PBX (Private Branch Exchange) is a private telephone network that handles an organization's internal and external communications. For external connections, the PBX connects to the Public Switched Telephone Network (PSTN) using a Telecommunication Service Provider (TSP) or an Internet Service Provider (ISP).
Hackers target PBX networks in ways that can impact the company. Using the PBX, they might place long-distance calls for free, leaving the company to pay the bills. Hackers might steal data or simply render the network unusable. Such hackers who specialize in hacking phone systems are called phreakers.
PBX hacking was traditionally done on analogue PBX systems using various methods. When IP PBX systems were introduced in the 1990s, hacking methods were adapted to these newer networks. There are many best practices that companies can follow to mitigate the dangers of PBX hacking.
Why is it important to know about PBX Hacking and its role worldwide?
PBX is a system connecting the communication lines such as switches, hubs, telephone adapters and routers. There are different types of PBX Systems from which digital PBX or IP PBX/VoIP PBX is preferred in the business phone systems.
According to the survey done by CFCA(Communications Fraud Control Association), around 2013-2017the cases of PBX and IP-PBX was the top five frauds that you can see in the table given in fig.1. In France, the PBX toll fraud losses in companies estimate $220 million a year. Even before 2013, PBX Hacking cases has been there since the switchboards introduction to the world.
Tom Mulhall, in his paper “Where have all the hacker gone”,1997, states that though it might look like hacking cases has deteriorated while they have migrated from computer hacks to PBX/Voicemail attack.

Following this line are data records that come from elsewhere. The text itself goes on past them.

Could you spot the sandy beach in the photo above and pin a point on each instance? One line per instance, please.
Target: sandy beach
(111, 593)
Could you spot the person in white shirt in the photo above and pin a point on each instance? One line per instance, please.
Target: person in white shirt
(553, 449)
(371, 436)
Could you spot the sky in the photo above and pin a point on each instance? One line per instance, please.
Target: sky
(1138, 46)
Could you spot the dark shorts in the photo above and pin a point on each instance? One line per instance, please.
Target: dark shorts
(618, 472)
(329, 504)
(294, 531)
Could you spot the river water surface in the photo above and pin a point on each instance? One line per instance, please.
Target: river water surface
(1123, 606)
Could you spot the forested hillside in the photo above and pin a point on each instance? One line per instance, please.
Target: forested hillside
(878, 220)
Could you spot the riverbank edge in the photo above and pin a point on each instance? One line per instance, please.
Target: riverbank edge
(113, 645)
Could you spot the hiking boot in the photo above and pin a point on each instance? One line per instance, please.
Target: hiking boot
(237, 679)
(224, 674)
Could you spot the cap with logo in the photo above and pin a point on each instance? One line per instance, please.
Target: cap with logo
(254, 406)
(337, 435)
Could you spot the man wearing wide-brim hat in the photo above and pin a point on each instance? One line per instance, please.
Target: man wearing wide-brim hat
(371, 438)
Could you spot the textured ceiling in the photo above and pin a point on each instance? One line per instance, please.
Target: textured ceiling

How does PBX Hacking affect the company or an organisation?
PBX Hacking/PBX Toll Fraud or PBX Fraud are some terms mentioned concerning phreakers cracking loopholes of the PBX System.

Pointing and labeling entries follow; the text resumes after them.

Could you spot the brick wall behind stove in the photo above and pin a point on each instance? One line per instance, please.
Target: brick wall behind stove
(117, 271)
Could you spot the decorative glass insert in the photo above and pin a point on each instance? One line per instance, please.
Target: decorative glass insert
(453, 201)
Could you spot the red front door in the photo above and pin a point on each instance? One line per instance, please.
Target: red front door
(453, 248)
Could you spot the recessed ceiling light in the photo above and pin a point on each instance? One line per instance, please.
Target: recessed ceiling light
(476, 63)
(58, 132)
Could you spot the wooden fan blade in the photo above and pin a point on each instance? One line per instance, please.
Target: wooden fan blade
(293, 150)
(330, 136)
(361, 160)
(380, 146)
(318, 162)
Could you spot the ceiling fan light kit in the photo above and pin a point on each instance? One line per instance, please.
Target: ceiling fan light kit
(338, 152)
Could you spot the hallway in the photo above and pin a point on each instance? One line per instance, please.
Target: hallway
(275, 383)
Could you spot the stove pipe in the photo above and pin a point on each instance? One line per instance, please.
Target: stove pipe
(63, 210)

In different types of PBX Systems, some functions are the same like managing calls with also being connected with companies' systems that contain sensitive data(call records of customers). The system hacked through viruses or worms results not only the loss of sensitive data but an extra charge to fix the system. Also, there’s a possibility where the hacker can listen to phone conversations or voicemails or shut down PBX entirely.
After hacking PBX, phreakers usually make free long-distance calls or run call-sell operations from phone booths or private phones which builds a mode to generate funds illegally. By offering the calls for less than the actual cost to dial directly, the result is the companies owning that PBXs end up paying the bill.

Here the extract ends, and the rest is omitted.